Luke Comer created history at Leopardstown on Thursday, as his horse He Knows No Fear became the biggest-priced winner in UK and Irish racing history.
The record had stood since the 21st November 1990, when Equinoctial scored at Kelso. He returned as a 250/1 shot, with the Irish record standing with Killahara Castle. He was a 200/1 winner at Thurles in December 2017 for John Burke.
Winners at triple-figure odds are extremely rare, with winners at 125/1 and bigger numbering at just thirteen in Britain alone. Nando Parrado caused the biggest recent shock, where he created Royal Ascot history as the longest-priced winner ever recorded.

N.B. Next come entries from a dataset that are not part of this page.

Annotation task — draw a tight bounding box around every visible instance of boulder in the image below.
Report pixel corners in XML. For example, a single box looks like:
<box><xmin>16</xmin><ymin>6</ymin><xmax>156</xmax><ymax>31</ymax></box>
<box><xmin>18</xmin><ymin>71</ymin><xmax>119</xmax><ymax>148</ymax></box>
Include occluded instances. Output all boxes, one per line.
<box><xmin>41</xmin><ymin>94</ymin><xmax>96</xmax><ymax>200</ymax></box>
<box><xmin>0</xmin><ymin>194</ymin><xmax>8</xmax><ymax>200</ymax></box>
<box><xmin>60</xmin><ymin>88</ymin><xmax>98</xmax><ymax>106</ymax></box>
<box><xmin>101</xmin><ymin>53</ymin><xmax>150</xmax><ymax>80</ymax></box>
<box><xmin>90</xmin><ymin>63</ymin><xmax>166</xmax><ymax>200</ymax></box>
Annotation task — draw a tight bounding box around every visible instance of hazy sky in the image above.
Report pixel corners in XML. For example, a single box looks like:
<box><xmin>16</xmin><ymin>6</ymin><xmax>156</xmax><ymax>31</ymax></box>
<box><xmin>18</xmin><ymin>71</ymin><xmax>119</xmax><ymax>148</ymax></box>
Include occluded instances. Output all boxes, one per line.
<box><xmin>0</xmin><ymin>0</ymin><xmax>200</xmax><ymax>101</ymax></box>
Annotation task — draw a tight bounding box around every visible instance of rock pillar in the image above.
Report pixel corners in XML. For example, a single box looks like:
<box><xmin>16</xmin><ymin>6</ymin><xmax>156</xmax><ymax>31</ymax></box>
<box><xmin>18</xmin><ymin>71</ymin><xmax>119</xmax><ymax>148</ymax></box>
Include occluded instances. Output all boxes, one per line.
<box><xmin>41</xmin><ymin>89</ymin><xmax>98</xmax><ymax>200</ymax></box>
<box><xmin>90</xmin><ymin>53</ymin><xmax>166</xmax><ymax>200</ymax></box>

He Knows No Fear was sent off 250/1 for his debut just under a month ago, where he was slowly away and never made an impact. He clearly knew far more today, as despite running green, he made rapid headway down the outer with a furlong to run. Baring down on the winner, he stormed alongside in the dying strides and forced his head in front on the line.
Should we be surprised?
A 300/1 winner is an occurrence we likely won’t see ever again, but we shouldn’t necessarily be shocked that He Knows No Fear out-ran his odds. A son of Mourayan, he’s a half-brother to Thecornishbarron and six-furlong two-year-old winner Pankracy. Granted, his debut wasn’t awe inspiring, but he was found a weaker contest by Luke Comer.
The market was saturated thanks to short-price favourite Agitare, who had been running at much higher levels than this. He was a beaten favourite on his most recent start, however, and winning is a problem for Jim Bolger’s charge.
In weaker maidens, where horses can take huge steps forward at any time, should a horse ever really be 300/1? The bookies will likely be asking themselves the same question tonight!